Davenport City v. Dows, 82 U.S. 390 (1872)
U.S. Supreme Court
Davenport City v. Dows, 82 U.S. 15 Wall. 390 390 (1872)Davenport City v. Dows
82 U.S. (15 Wall.) 390
Syllabus
The ordinances of municipal corporations laying taxes cannot be regarded as the revenue laws of the state from which they derive their power of laying taxes, within the meaning of the Act of June 30, 1870, which makes it the duty of the court to give to causes, where the execution of the revenue laws of any state are enjoined or suspended by judicial order, preference, or priority over all other civil causes, and gives to the state or the party claiming under the laws of the state, the execution of whose revenue laws is enjoined or suspended, the right to have such cause heard at any time after docketing in preference to any other civil cause between private parties.
Prior to June 30, 1870, the order of hearing causes here was regulated by rule. Criminal cases were advanced, by leave of court, on motion of either party. Revenue cases and cases in which the United States are concerned, which also involve or affect some matter of general public interest, were advanced, by leave of court, on motion of the Attorney General. All other cases were required to be heard in their regular order, unless special and peculiar circumstances were shown to the court. An act of Congress of the date just named * made it the duty of the court to give to causes wherein a state was a party or where the execution of the "revenue laws of a state" is enjoined or suspended by judicial order preference and priority over all other civil causes, and gave to the state, or the party claiming under the laws of the state, the execution of whose revenue laws is enjoined or suspended the right to have such cause heard at any time after docketing in preference to any other civil cause between private parties.

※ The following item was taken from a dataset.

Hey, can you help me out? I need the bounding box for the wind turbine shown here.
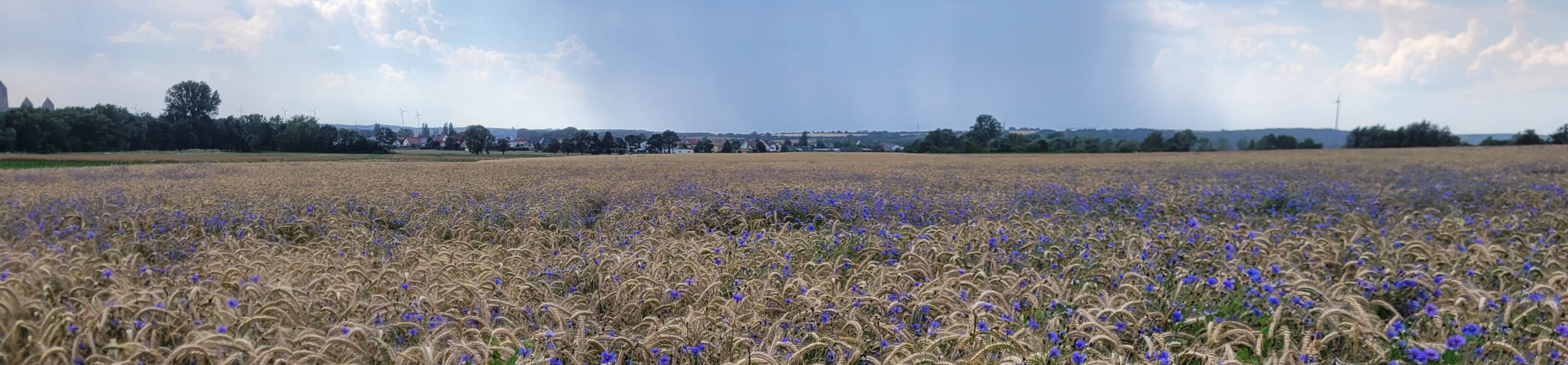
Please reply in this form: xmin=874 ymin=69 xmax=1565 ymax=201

The appeal, which it was now moved to advance, was from a decree on a bill in the court below, filed by one Dows, a stockholder in a railroad company whose road passed through the City of Davenport to enjoin the collection of a tax levied by the city on the property of the company situated within it. The bill was based on the alleged nonliability of the company to such taxation. The decree below awarded a perpetual injunction, from which the city had taken this appeal.
The charter of the city authorized it to levy and collect taxes on "all taxable property, real, personal, and mixed, within the city."